Hawaiian-print shirts, flaming cocktails -- who can resist the Tiki Bar Crawl?

Wednesday, Mar 31 2004
The resurgence of tiki culture fulfills many needs. It gives enthusiasts an excuse to wear vintage Hawaiian-print shirts, indulge in early-'60s nostalgia, and quench their insatiable desire for flaming cocktails (which we all of course share). Though the jaded among us may chalk up the revival of this subculture as a fading mid-'90s phenomenon, the last year alone has seen the debut of two local tropical-themed bars: Oakland's Conga Lounge and Fairfax's Mr. Vise Grip's Bamboo Bar.

Mig Ponce, one of the moderating kahunas of the online Tiki Central community, explains the enduring popularity of these ersatz Shangri-Las. "It's a combination of escapism and kitsch. But tiki bars are also just plain fun. With a few drinks, you can be whisked away to a tropical isle." And at this year's San Francisco and Beyond Tiki Bar Crawl, an expected crowd of more than 100 exotica-loving enthusiasts hits the equivalent of a utopian archipelago -- all of the Bay Area's tiki bars in one long, liquored-up weekend.

Ponce organized the first barhop in 2001. "San Francisco is the only city where it is feasible to visit more than one tiki bar without driving long distances. In the Midwest, it's up to 12 hours between bars, but here you can hit four in one night." The annual trek has exploded from its one-night beginnings to a four-day blowout extending beyond the city limits to include the North and East Bay.

For those who fear driving while impaired, co-organizer Martin Cate has coordinated a bus to transport rum-soaked revelers. Though the idea of a mobile luau is clearly inspired, it was also a practical decision: "It was a pain having 45 people pouring out of a bar at once, flagging down as many cabs as they could," Cate says. "With the Tiki Bus, we just pull up, double-park, and everyone piles on." Onboard the decked-out bus are free-flowing spiked punch, videos documenting the rise of Polynesian pop, and an exotica-driven soundtrack. Those who forgo a bus ticket can follow along in a car-and-taxi caravan (be sure to pick a designated driver, if you're not in a cab).

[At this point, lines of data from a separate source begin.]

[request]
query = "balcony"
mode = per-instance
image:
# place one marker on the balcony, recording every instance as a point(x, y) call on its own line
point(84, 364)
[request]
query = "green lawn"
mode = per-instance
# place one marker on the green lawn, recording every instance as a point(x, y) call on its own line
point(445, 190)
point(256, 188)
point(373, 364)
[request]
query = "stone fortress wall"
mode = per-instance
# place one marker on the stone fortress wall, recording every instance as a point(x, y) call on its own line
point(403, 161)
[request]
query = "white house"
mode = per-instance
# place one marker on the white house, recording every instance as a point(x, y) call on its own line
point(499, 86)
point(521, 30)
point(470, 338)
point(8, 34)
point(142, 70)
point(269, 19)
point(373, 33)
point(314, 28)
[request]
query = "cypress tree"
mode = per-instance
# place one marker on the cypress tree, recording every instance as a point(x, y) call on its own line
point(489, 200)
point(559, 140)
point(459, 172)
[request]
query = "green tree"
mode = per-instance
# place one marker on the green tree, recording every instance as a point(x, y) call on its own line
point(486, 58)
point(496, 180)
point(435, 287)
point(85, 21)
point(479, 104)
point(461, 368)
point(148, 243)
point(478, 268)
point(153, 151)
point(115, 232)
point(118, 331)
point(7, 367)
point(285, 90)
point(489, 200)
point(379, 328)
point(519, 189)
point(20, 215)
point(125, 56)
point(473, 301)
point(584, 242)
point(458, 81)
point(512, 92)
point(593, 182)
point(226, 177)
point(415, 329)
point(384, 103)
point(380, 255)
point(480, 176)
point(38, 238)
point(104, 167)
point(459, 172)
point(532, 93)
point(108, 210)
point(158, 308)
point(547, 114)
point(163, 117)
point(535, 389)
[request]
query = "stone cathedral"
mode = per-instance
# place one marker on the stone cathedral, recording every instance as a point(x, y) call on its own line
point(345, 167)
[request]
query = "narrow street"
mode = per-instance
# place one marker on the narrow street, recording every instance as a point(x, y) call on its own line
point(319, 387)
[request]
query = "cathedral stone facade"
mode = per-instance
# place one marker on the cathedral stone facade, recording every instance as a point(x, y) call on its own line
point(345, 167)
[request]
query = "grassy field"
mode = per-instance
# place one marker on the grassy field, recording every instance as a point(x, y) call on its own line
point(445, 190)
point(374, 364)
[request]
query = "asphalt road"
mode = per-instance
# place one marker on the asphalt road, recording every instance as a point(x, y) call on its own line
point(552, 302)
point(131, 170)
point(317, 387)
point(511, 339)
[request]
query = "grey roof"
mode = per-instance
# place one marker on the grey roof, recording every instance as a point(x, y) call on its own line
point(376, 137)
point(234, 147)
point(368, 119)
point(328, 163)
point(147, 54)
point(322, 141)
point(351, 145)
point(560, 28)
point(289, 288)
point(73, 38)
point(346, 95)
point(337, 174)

The weekend's highlight is Saturday night, which begins with happy hour at the world-renowned Tonga Room. After a few potent cocktails, pop-culture anthropologists pay their respects to Tiki Bob, an icon from a long-shuttered watering hole that's still standing at the corner of Post and Taylor. Then it's on to North Beach's Bamboo Hut before die-hards cross the Golden Gate Bridge to Mr. Vise Grip's Bamboo Bar for tiki-inspired entertainment, including the theremin stylings of Project Pimento, comic/ukulele player King Kukulele, and goofy pop outfit Tom Jonesing. For tiki lovers, it's nothing less than paradise found.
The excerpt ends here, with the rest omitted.